Figure 3. Systemic analysis of the proteome profiling. A) Network of species affected by the identified invasiveness-relevant proteins shows presence of clusters and a large number of involved nodes, e.g. 6,113 nodes. B) Biological processes represented in the invasiveness network are shown. Relations between these processes are presented as a network. Size of the nodes correlates with the number of species engaged in that biological process. Original data of the networks shown in (A) and (B) are in files deposited at BioModels at ebi.ac.uk, identifier MODEL1906040001, with statistic values for each process/node. Distribution of biological processes of relevance to currently accepted cancer hallmarks (C), biological processes not yet included in the cancer hallmarks (D), and relevant to intracellular regulatory mechanisms (E) are shown.
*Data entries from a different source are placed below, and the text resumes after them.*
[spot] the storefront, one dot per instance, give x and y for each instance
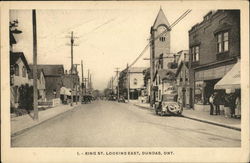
(205, 81)
(231, 85)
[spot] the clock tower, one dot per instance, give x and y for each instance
(159, 49)
(160, 46)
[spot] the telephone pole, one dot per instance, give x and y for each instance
(128, 80)
(85, 85)
(112, 84)
(34, 65)
(82, 85)
(72, 44)
(117, 75)
(90, 83)
(88, 80)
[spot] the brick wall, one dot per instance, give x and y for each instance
(204, 36)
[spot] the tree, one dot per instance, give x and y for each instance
(146, 74)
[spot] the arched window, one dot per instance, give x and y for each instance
(16, 69)
(24, 71)
(162, 39)
(135, 81)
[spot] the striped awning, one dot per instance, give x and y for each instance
(231, 80)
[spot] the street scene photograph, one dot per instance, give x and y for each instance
(125, 76)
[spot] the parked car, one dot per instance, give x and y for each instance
(121, 99)
(86, 99)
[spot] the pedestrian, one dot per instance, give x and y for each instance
(217, 103)
(238, 106)
(232, 104)
(211, 102)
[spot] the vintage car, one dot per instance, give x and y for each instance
(168, 103)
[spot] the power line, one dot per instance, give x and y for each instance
(152, 39)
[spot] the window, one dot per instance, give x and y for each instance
(135, 81)
(162, 39)
(195, 51)
(24, 72)
(161, 61)
(222, 42)
(16, 69)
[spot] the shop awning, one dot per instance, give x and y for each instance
(231, 80)
(65, 91)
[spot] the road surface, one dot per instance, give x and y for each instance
(113, 124)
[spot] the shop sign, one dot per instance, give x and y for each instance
(200, 84)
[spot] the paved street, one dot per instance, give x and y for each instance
(112, 124)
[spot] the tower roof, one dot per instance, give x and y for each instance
(161, 19)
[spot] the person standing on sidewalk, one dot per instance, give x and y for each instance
(238, 106)
(211, 102)
(217, 103)
(232, 105)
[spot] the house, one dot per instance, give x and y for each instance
(136, 81)
(214, 47)
(132, 79)
(53, 75)
(41, 85)
(19, 70)
(72, 83)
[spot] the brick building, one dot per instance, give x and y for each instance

Analysis of 1,085 biological processes and nodes in these processes allowed an evaluation of the complexity of engaged regulatory mechanisms. The established cancer hallmarks were represented in the network, e.g. immortalization, genome instability, cell proliferation, cell death, immune system, cellular energetics and metabolism, and invasion and metastasis (Figure 3C). A representation of regulation of angiogenesis was observed via detection of angiogenesis-regulating signaling pathways and developmental processes engaging angiogenesis (Figure 3D and E). Observation of cell-virus interactions suggests that virus integration and virus defense mechanisms are components of the invasiveness regulatory mechanisms (Figure 3D). Role of oncoviruses in human tumorigenesis is well-documented (38).
Analysis of intracellular regulatory processes showed the involvement of transcription, translation, transport and gene silencing mechanisms (Figure 3E). Of these mechanisms, gene silencing by short RNAs is gaining a recognition as cancer-regulating mechanism (39).
More than the half of the processes represent biological functions on the levels of inter-cellular regulations or processes involving different signaling pathways. List of these processes is the source for further in silico analysis, and is available as an original .cys file of a Cytoscape session at BioModels, identifier MODEL1904060001. If transcription, transport and translation are expected to be affected, mechanisms of gene silencing and virus-host interaction emerge as novel ways to regulate carcinogenesis.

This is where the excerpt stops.